Ryan is senior author of a paper, “Incentive Programs Promote Cover Crop Adoption in the Northern United States,” published Aug. 11 in the journal Agricultural and Environmental Letters. Barbara Chami, M.S. ’18, a project manager at the San Francisco Recreation and Parks Department, is the paper’s first author.

Cover crops don’t provide farmers with immediate returns on their investments, unlike cash crops, which they can sell at the end of a season, Ryan says. “It’s really important to be able to provide funding to help farmers explore the use of cover crops, and get started and integrate them into their operations,” he says.

In the study, 328 farmers in New York, Pennsylvania, Maryland and Vermont were surveyed. The online survey sought to understand what types of people participated in incentive programs and to assess the effect of incentive programs on cover crop adoption.

The results revealed that on average, farmers who engaged in incentive programs doubled the amount of land devoted to cover crops, from close to 51 hectares (125 acres) prior to engaging in an incentive program to 101 hectares (250 acres) after they started.
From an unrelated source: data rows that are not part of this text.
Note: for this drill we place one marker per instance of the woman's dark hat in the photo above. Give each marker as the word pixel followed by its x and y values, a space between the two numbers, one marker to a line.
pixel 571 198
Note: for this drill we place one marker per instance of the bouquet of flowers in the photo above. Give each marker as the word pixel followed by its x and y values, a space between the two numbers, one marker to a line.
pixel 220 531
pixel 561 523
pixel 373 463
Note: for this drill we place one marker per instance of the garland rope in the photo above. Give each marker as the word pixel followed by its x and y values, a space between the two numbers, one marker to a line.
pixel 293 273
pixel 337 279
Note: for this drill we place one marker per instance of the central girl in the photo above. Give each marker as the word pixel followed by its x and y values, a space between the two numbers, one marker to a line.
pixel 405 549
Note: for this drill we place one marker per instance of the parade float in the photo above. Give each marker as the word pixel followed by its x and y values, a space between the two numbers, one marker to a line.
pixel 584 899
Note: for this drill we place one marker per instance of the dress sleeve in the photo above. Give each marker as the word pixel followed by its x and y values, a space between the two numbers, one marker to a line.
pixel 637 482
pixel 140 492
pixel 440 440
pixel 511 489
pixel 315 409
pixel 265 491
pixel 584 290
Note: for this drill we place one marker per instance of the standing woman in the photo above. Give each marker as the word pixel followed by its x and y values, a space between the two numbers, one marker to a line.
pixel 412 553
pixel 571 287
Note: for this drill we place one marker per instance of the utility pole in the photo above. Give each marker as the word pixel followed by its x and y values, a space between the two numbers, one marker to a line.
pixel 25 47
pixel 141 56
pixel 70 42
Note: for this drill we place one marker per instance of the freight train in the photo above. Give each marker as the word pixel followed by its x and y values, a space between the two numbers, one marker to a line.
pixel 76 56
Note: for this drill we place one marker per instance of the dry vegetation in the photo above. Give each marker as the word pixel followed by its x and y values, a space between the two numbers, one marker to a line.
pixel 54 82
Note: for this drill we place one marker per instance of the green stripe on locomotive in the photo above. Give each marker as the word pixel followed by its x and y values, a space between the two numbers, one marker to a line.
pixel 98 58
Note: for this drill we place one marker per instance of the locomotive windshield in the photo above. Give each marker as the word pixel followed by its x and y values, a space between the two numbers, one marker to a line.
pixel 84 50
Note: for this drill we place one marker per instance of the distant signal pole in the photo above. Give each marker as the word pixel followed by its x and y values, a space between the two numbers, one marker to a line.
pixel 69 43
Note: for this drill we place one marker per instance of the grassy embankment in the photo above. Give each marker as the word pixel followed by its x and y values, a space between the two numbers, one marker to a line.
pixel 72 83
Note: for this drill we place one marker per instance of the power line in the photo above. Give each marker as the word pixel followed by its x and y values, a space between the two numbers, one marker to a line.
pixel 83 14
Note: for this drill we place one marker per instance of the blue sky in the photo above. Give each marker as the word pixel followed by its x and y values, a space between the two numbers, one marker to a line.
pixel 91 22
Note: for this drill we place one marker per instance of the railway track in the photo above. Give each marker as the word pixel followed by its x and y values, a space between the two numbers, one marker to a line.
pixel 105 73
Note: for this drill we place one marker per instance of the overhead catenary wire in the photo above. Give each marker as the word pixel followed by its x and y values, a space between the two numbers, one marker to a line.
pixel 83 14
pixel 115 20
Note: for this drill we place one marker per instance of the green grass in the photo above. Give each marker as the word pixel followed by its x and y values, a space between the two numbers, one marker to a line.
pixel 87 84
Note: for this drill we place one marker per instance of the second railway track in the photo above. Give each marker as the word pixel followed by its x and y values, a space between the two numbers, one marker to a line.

Also, after payments ceased, cover crop use remained on average 37% greater than before a farmer enrolled in a program. “So there’s a lasting legacy effect,” Ryan says.

The survey found that participants were typically more experienced, male farmers with larger conventional farms.

“One thing we were thinking, if we want to reach a broader audience with these programs, we should target farmers who are different from those who have already participated,” Ryan says. These may include new and beginning farmers, women farmers, those operating smaller farms and organic farmers, Ryan says.

The U.S. Department of Agriculture (USDA) National Resources Conservation Service offers cover crop incentive programs in all states. New York also offers multiple programs through the New York State Department of Agriculture and Markets.

Most of the programs, aside from one offered in Maryland, are not indefinite, with payments ceasing, highlighting the need to understand longer-term effects after engaging in a program.

The Inflation Reduction Act and new climate-smart commodity funding will make additional funding available for cover crop incentive programs through the USDA, Ryan says.

Co-authors include Stephen Parry of the Cornell Statistical Consulting Unit, and researchers from the University of Vermont, the University of Maryland and the USDA Agriculture Research Service in Beltsville, Maryland.

The study was funded by the USDA Northeast Sustainable Agriculture Research and Education Program and the New York Soil Health Initiative.